De gros sponsors locaux pour trois équipes World Tour

Dans cette région au riche patrimoine archéologique encore largement inexploré, la Royal Commission for Al-Ula (RCU), créée en 2017, compte proposer bientôt des séjours pour cyclistes amateurs pendant la haute saison, entre octobre et mars, avant la fournaise de l’été. Ce projet fait partie du pharaonique plan de développement « Vision 2030 » lancé par le prince héritier Mohammed ben Salman, qui prévoit d’investir entre 50 et 100 milliards de dollars dans tout le pays.

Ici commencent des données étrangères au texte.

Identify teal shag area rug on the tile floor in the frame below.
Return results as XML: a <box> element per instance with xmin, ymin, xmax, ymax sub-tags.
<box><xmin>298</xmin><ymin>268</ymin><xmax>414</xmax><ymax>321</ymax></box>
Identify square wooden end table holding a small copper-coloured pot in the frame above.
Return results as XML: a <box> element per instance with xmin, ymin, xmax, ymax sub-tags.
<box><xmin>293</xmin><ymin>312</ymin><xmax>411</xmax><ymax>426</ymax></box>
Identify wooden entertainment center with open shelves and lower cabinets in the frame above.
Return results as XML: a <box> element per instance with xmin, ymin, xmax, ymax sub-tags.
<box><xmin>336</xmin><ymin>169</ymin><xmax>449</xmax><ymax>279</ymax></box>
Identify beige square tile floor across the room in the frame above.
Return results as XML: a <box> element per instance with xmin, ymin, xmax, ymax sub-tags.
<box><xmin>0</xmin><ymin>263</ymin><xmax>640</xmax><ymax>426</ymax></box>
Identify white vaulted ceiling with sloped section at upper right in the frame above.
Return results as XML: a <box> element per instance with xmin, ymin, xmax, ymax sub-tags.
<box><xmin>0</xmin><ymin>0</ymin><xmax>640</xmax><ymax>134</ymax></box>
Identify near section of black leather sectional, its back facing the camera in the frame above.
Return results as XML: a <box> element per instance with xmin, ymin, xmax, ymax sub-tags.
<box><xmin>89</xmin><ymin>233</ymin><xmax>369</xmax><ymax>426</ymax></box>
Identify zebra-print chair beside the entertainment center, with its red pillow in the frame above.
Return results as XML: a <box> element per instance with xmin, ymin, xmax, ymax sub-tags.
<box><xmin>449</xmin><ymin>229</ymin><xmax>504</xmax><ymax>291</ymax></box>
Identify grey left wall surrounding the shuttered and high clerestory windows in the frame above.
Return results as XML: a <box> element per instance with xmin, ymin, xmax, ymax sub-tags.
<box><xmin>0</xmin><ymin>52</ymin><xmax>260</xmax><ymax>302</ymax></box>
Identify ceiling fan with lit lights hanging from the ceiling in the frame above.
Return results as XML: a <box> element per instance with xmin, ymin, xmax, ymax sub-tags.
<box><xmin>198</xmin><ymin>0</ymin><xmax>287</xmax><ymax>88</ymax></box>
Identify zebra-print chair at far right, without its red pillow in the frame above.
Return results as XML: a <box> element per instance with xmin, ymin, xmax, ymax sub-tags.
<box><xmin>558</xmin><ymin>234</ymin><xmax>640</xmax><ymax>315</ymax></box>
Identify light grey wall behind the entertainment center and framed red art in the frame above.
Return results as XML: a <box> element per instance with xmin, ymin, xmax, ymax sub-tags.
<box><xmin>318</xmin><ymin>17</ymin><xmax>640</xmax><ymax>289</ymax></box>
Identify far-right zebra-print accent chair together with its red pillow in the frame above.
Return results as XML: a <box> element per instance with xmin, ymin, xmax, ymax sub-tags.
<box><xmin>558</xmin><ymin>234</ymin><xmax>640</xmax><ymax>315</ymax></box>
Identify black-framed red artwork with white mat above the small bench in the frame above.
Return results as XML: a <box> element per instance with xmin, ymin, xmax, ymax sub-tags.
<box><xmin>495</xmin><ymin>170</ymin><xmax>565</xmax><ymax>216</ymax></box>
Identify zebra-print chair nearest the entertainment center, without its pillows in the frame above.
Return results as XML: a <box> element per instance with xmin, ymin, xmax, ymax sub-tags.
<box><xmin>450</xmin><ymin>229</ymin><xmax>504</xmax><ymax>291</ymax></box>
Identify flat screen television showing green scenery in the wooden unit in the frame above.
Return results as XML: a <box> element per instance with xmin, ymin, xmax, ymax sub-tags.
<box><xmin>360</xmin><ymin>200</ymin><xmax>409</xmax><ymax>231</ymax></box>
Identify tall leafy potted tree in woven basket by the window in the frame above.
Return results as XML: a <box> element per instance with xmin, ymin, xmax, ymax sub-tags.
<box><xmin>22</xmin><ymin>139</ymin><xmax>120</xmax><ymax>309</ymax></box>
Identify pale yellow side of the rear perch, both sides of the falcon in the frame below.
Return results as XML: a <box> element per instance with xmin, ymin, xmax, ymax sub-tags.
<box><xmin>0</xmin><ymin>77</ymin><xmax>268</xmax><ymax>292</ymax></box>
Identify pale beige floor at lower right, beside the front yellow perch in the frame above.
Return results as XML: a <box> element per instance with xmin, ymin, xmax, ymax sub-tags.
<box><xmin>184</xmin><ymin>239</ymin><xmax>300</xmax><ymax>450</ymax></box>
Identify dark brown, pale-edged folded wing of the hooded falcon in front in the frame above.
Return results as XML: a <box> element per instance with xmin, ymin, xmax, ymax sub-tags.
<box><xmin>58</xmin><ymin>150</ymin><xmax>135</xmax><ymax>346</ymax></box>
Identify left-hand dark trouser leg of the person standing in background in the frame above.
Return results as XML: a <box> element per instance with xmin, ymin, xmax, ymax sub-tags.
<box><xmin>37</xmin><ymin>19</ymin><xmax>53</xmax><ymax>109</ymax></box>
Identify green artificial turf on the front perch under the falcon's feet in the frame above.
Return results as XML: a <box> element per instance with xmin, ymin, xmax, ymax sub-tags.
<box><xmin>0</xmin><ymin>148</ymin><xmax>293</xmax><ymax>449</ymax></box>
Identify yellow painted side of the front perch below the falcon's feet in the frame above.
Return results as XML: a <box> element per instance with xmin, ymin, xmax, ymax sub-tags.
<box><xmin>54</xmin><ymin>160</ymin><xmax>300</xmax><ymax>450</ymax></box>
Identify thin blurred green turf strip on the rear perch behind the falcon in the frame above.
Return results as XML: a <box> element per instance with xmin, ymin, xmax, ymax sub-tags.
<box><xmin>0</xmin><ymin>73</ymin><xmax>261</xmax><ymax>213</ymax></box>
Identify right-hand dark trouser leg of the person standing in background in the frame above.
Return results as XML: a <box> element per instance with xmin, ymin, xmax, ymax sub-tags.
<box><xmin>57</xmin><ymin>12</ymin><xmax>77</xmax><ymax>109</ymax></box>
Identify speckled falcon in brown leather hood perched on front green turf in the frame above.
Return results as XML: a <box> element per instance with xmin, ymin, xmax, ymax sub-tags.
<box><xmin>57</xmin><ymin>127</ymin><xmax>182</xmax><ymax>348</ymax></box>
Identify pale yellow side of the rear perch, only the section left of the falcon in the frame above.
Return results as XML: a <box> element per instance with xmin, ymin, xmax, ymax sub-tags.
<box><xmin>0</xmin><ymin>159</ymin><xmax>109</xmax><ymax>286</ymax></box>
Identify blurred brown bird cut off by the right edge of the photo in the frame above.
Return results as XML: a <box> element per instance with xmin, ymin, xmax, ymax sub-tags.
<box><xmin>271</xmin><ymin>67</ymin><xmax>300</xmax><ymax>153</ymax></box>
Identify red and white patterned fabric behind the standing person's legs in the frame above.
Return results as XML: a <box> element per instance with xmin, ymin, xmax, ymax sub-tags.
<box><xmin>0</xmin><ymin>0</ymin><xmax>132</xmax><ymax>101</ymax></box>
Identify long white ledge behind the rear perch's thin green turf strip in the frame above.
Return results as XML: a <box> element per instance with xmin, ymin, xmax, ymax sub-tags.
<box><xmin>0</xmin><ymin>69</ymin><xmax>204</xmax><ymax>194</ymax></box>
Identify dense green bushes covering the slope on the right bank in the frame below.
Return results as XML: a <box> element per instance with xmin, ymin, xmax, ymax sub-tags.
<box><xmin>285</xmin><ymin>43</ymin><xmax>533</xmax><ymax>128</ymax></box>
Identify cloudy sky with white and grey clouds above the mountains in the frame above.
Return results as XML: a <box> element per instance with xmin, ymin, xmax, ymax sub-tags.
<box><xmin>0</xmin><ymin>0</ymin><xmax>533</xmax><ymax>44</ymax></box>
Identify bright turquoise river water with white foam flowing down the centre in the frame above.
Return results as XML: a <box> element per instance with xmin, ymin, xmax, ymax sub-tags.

« À l’exception du Qatar qui cherchait le « soft power » par le sport, les autres veulent avant tout montrer la beauté de leur pays. Ils investissent dans des multitudes d’évènements sportifs sans objectif particulier. On ne connaît pas vraiment les chiffres d’audience. L’Arabie saoudite se sert du cyclisme pour le développement du tourisme », indique Raphaël Le Magoariec. « Oman cherchait une publicité pour son tourisme et a aussi vu dans le cyclisme un bon vecteur. ASO les avait invités sur une étape au Qatar et Oman s’est lancé dans l’aventure en 2010 », précise-t-il. Le Britannique Chris Froome, et l’Italien Vincenzo Nibali, ont inscrit leur nom au palmarès de l’épreuve omanaise. Pour la toute première fois, le Tour d’Oman comptera la présence de son équipe nationale.

Outre les courses, trois des 18 équipes du World Tour ont désormais un pays du Golfe comme partenaire majeur : la puissante Team UAE de Tadej Pogacar, double vainqueur du Tour, Bahrain-Victorious, et… Al-Ula qui a porté son investissement à hauteur de sept millions de dollars par an pour devenir un des sponsors principaux de l’équipe australienne Jayco (ex-BikeExchange). « C’est une stratégie de légitimation auprès des instances mondiales du cyclisme », avance Raphaël Le Magoariec.